In previous quarters, we observed a wide range of infostealer malware making it past security tools. However, this quarter, we observed one infostealer occurring more often on Windows systems than other varieties: Lumma infostealer. Lumma infostealer is a commodity malware.  Commodity malware is sold to and used by cybercriminals, and Lumma is sold on a subscription basis. It is up to the buyer to identify ways that they want to deliver the malware. As a result, Lumma is distributed in a wide variety of ways, including those mentioned in volume II

Lumma became publicly available in 2022, and has changed its behavior over the years. In 2023, it disguised network traffic as API traffic using domains like gstatic-node[.]io and gapi-node[.]io After these were reported for abuse by the cybersecurity community, they instead began using a series of rotating domains on a regular basis. Due to the constant rotation of domains, they generally leverage top-level domains (TLD) that are less expensive, such as .xyz, .site, or .shop

These less expensive domains may allow some mitigation strategies by your security team. For example, we recommend restricting network traffic with tools such as firewalls and secure web gateways. These tools, if configured appropriately, can block first-seen websites or newly created websites. This can help mitigate the initial download of these malwares, or block attempted command-and-control communication.

General recommendations

We recommend the following to protect against the rising popularity of Lumma infostealer (and other malware):

  • Prepare a playbook for credentials that need to be reset if infostealer malware is executed in your network.
    • Most infostealers prioritize stealing credentials from the victim’s browser. These credentials should be changed to prevent their abuse.
  • Implement a password manager within your organization.
    • Password managers store passwords in an encrypted format until they’re needed. If an infostealer malware is deployed on a system, they’ll be unable to access passwords from the password manager.
  • Ensure that contractors are also able to store passwords in a safe manner. Contractors are at risk of downloading infostealers too! A compromise of their systems may easily lead to an impact on your own organization. (Check out this previous post for more discussion around this latent risk.)
  • Be aware that some infostealer malware intentionally targets AWS, Azure, and GCP credentials that are saved on a host. Build it into your playbook to rotate these credentials, too—if they’re on the host.
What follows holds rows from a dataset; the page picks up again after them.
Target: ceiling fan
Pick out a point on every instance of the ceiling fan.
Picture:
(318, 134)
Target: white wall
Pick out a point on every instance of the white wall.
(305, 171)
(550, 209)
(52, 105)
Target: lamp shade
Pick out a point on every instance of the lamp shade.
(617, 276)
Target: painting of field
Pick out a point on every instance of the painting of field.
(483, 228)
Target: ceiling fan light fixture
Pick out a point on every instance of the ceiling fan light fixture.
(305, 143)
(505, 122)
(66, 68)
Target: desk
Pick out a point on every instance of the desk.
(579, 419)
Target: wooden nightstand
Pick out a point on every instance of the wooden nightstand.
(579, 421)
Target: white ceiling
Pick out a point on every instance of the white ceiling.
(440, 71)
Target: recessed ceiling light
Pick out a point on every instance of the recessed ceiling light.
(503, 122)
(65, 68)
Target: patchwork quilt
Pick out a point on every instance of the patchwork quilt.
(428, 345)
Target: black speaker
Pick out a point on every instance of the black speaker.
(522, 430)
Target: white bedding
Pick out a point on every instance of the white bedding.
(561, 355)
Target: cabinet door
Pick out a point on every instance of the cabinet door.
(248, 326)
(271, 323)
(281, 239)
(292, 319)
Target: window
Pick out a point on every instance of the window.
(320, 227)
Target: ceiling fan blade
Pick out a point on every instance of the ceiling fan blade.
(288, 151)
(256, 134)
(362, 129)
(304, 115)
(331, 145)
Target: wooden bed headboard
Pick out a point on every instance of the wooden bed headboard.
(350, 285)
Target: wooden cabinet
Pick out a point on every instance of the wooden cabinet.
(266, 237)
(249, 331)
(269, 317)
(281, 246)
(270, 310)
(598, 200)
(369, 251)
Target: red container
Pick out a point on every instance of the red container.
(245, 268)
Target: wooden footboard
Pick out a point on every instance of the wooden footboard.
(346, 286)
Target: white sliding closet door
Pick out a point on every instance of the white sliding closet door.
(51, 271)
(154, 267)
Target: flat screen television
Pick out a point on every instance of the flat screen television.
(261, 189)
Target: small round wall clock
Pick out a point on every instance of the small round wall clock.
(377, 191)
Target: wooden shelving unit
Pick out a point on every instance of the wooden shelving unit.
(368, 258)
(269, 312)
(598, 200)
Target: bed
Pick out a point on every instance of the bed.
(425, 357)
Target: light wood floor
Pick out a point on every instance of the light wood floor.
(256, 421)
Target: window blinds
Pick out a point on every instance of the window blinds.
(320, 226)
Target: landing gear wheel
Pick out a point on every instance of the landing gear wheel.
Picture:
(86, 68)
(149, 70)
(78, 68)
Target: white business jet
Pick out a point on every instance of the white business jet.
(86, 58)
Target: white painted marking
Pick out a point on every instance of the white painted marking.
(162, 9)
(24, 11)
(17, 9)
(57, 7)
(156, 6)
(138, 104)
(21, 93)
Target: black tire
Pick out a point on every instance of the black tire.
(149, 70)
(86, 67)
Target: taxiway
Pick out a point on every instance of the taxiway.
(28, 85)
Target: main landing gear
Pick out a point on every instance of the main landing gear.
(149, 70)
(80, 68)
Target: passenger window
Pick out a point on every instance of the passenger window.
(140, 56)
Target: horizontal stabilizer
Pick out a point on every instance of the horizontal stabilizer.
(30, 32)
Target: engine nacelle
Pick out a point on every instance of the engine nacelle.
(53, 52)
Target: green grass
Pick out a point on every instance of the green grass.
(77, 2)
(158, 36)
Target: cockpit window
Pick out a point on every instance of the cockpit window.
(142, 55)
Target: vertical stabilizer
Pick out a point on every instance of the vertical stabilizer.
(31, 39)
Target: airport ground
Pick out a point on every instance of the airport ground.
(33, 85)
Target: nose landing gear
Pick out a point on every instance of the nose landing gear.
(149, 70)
In the next volume, we’ll talk about trends we’ve seen associated with identity threats. Though we talk primarily about phishing, infostealer malware plays a role there, too, because Expel monitors for suspicious activity no matter how the victim’s credentials were stolen. 

About these reports

The trends described in our QTRs are based on incidents our security operations center (SOC) identified through investigations, alerts, email submissions, or threat hunting leads in the third quarter (Q3) of 2024. We analyzed incidents across our customer base, which includes organizations of all sizes, in many industries, and with differing security maturity levels. In the process, we sought patterns and attacker tendencies to help guide strategic decision-making and operational processes for your team.